Hi Ivan, i know about the restrictions, but do you know how weak that NT hash is? from what i know its MD4 hashing, where is that use nowadays? not even MD5 is used anymore ... the MD4 algorithm was one of the earliest MD algorithms ... made in '90, and MD5 came as a improvement and is to this day the most popular. MD5 should be the most secure of the MD bunch but even so it has been shown to be abnormally susceptible to collisions, and its use is now actively discouraged so i cant afford to make all my user password hash weak... also i need to respect some security guidelines in my system. i could go to use only clear-text for 802.1x users, have a exception for this kid of users. thats why im thinking to try some filtering... based on the NAS-ID or NAS-IP i might authenticate the users in users file or LDAP, right? :D thank you again for your thoughts on this Best Regards, Caius Pargar --- On Wed, 11/11/09, tnt@kalik.net <tnt@kalik.net> wrote:
From: tnt@kalik.net <tnt@kalik.net> Subject: Re: FR2.1.3+LDAP+802.1x+PEAP To: "FreeRadius users mailing list" <freeradius-users@lists.freeradius.org> Date: Wednesday, November 11, 2009, 8:53 PM
my problem was that in LDAP i have the passwords save as SSHA, so i cant do 802.1x with EAP/PEAP/mschap
as i dont wanna change my LDAP configuration to store the passwords in clear-text, or to use samba.scheme and to use NT hash. The only option remaining from my view point was to try and distinguish between normal authentication and 802.1x authentication
thats why i came up with this realm stuff, to be able to authenticate 802.1x users in the users file (where i have user/passwords in clear-text) and normal users in LDAP (SSHA)
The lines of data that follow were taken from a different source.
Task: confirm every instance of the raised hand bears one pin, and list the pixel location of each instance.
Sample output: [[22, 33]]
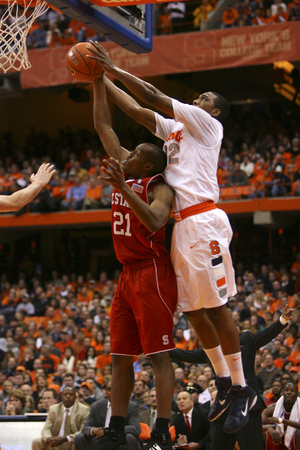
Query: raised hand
[[43, 175]]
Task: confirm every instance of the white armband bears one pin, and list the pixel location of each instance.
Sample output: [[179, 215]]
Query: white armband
[[283, 321]]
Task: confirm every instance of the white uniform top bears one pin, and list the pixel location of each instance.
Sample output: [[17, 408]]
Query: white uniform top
[[192, 144]]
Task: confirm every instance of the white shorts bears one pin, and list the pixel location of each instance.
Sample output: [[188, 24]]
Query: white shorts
[[202, 261]]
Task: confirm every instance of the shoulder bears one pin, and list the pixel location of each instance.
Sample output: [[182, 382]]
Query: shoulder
[[144, 414], [80, 407]]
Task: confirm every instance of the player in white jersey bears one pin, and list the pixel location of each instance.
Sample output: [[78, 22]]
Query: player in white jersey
[[202, 233]]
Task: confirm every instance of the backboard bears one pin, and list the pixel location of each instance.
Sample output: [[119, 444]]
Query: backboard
[[128, 26]]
Ugh, how does that make sense? Why don't you want nt or clear passwords in ldap? Security? But it's so much easier to read a plain text (users) file than break into ldap.
thats why i was asking if, its possible, and if it functional, or maybe there is another solution then the one provided by Alan (to not use 802.1x) :D
There is only one solution if you want to use 802.1x: store passwords that peap can use.